Santanol dispute heads to court
Santanol co-founder Tony Jack is critical of KKR. Photo: Attila Csaszar

A group of Western Australian investors has started legal action against US-based KKR, calling on the private equity giant to buy them out of Indian sandalwood producer Santanol Group at fair value or else have the business wound-up.

An application lodged with the Supreme Court of Western Australia has also called for an order setting aside two share issues that substantially increased KKR’s holding in Santanol Group.

In addition, the application seeks an order setting aside the appointment of receivers to Santanol Pty Ltd and Berg View III Pty Ltd.

These are the entities through which 21 WA investors, led by forestry veterans Tony Jack and Bob Bunning, hold their stake in the sandalwood business.

The Supreme Court action follows a falling out between the WA investors, who founded Santanol, and KKR, which is the major shareholder in the business.

Mr Jack said he was very disappointed with the actions taken by KKR against the minority shareholders.

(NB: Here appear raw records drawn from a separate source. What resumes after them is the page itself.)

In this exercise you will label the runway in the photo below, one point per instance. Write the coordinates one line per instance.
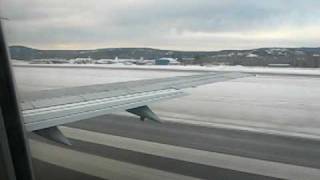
(262, 127)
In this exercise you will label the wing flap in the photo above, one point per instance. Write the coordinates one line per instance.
(50, 108)
(56, 115)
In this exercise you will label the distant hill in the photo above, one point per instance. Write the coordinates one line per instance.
(297, 57)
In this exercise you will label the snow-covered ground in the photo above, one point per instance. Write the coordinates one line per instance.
(263, 103)
(271, 70)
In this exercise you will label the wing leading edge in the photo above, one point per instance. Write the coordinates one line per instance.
(43, 111)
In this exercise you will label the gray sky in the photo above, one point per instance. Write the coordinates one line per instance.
(165, 24)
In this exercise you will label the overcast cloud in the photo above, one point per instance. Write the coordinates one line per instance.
(166, 24)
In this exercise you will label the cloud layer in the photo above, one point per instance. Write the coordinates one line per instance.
(166, 24)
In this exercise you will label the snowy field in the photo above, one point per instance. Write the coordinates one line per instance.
(276, 104)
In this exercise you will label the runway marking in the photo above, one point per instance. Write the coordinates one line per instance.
(249, 165)
(96, 165)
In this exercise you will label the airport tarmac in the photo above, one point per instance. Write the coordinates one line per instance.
(225, 118)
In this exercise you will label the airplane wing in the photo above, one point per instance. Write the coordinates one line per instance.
(44, 110)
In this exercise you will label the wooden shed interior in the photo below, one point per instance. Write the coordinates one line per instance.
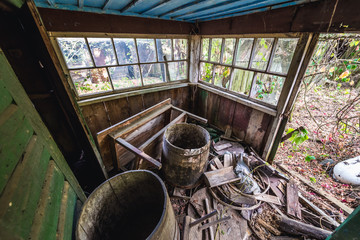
(190, 55)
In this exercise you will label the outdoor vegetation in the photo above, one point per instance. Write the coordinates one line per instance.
(249, 67)
(324, 126)
(99, 65)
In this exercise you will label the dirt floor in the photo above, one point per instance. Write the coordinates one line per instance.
(326, 141)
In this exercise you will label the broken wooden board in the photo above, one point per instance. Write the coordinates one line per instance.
(292, 199)
(220, 177)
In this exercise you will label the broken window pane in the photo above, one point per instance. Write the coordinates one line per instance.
(153, 73)
(243, 52)
(262, 53)
(89, 81)
(180, 49)
(267, 88)
(206, 70)
(125, 50)
(215, 49)
(177, 70)
(222, 76)
(146, 50)
(164, 49)
(125, 76)
(75, 52)
(205, 49)
(102, 51)
(228, 51)
(242, 80)
(284, 52)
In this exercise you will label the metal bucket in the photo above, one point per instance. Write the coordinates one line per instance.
(131, 205)
(185, 154)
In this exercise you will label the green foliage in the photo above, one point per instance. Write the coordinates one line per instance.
(298, 137)
(309, 158)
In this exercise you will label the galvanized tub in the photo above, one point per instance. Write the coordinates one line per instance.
(131, 205)
(185, 154)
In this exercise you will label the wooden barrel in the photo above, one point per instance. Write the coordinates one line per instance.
(185, 154)
(131, 205)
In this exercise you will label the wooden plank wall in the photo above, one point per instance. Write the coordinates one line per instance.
(101, 115)
(248, 124)
(38, 191)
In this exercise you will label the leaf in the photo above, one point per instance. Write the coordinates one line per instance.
(309, 158)
(313, 179)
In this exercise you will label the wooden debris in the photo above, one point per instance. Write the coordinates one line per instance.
(317, 210)
(220, 177)
(335, 202)
(211, 229)
(268, 198)
(268, 227)
(219, 147)
(228, 160)
(292, 199)
(295, 227)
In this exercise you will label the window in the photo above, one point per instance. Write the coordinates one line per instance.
(254, 68)
(101, 65)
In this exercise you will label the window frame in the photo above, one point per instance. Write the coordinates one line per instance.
(53, 38)
(232, 66)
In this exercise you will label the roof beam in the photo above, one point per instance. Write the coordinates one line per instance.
(156, 6)
(181, 7)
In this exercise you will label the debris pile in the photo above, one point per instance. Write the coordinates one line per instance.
(243, 197)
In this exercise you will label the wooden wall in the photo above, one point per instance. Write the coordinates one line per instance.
(38, 191)
(248, 124)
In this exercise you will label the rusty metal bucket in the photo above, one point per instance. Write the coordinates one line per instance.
(185, 153)
(131, 205)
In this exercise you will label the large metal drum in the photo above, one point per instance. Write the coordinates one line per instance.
(131, 205)
(185, 154)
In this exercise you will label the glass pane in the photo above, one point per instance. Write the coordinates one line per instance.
(125, 50)
(164, 49)
(242, 81)
(180, 49)
(75, 52)
(153, 73)
(262, 53)
(102, 51)
(205, 49)
(146, 49)
(228, 51)
(91, 80)
(284, 52)
(178, 70)
(206, 72)
(222, 76)
(125, 76)
(243, 52)
(267, 88)
(215, 49)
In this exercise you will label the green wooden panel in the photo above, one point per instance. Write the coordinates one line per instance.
(21, 194)
(67, 211)
(47, 214)
(16, 132)
(12, 84)
(5, 97)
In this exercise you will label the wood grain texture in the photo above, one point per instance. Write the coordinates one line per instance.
(46, 219)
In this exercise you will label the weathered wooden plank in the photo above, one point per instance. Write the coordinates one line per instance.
(67, 211)
(8, 77)
(5, 97)
(16, 132)
(21, 195)
(138, 152)
(292, 199)
(220, 177)
(46, 219)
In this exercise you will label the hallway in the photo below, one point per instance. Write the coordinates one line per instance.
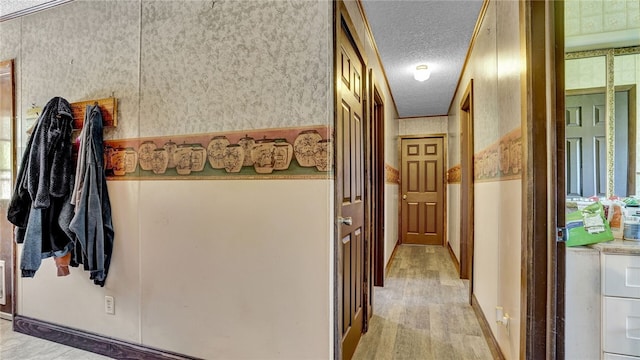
(422, 312)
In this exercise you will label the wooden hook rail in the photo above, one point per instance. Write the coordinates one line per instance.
(108, 106)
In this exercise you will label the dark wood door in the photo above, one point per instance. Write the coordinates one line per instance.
(586, 147)
(422, 191)
(350, 191)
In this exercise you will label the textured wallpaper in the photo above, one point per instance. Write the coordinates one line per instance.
(83, 50)
(231, 65)
(597, 16)
(585, 73)
(483, 69)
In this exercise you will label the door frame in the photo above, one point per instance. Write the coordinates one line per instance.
(445, 148)
(467, 177)
(10, 268)
(377, 143)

“We have learned a bitter lesson from our experience,” Mr Jack told Business News.

McGrathNicol is currently trying to sell the equity stake held by the WA investors in the business, but in one of several unusual aspects of this commercial dispute, the insolvency firm can’t say how much is for sale.

That’s because the minority shareholders are disputing two share issues in May, which diluted their stake from 33 per cent to less than 5 per cent.

Santanol Pty Ltd and Berg View III Pty Ltd initiated the Supreme Court action.

The defendants include Alpha Santanol and Beta Santanol, which are the two main operating entities in the group.

Perth company director Jock Clough chairs these entities, while their directors include KKR’s Ed Bostock, who will join Wesfarmers in October as managing director business development.

The third and fourth defendants are Wilson Holdco and Dupree Land Holdings, which are the KKR entities that have a majority holding in the Santanol companies.

The fifth defendant is Wilson Finco, a KKR entity that was only established in May but has played a crucial role in the matter.

Its sole director is KKR’s Niraj Javeri, who until April was a director of Alpha Santanol, Beta Santanol and Dupree Land Holdings.

Soon after being established, Wilson Finco bought a three-year-old loan from Macquarie Bank to the Santanol Group companies, making it a secured creditor.

Five weeks after doing so, on July 18, it appointed McGrathNicol partners Matthew Caddy and Jason Preston as receivers to Santanol Pty Ltd and Berg View III.

It took this course of action despite also holding security over the assets of Alpha Santanol, Beta Santanol, Dupree Land Holdings and Wilson Holdco, all of which are controlled by KKR.

The actions of Wilson Finco are expected to be central to the court case.

Private WA investors established the Santanol business in 2004.

The core investors, including Messrs Bunning and Jack, along with Bruce and Charmaine Mattinson, are the same people who played a major role in blue gum grower Integrated Tree Cropping in the 1990s.

KKR became a majority shareholder in Santanol Group in 2013, when it funded the $70 million purchase of 1,750ha of sandalwood plantations managed by Elders, mostly around Kununurra.

That added to 370 hectares the private investors had already acquired or established.

The Supreme Court application is due to be heard on August 31.

KKR and McGrathNicol declined to comment.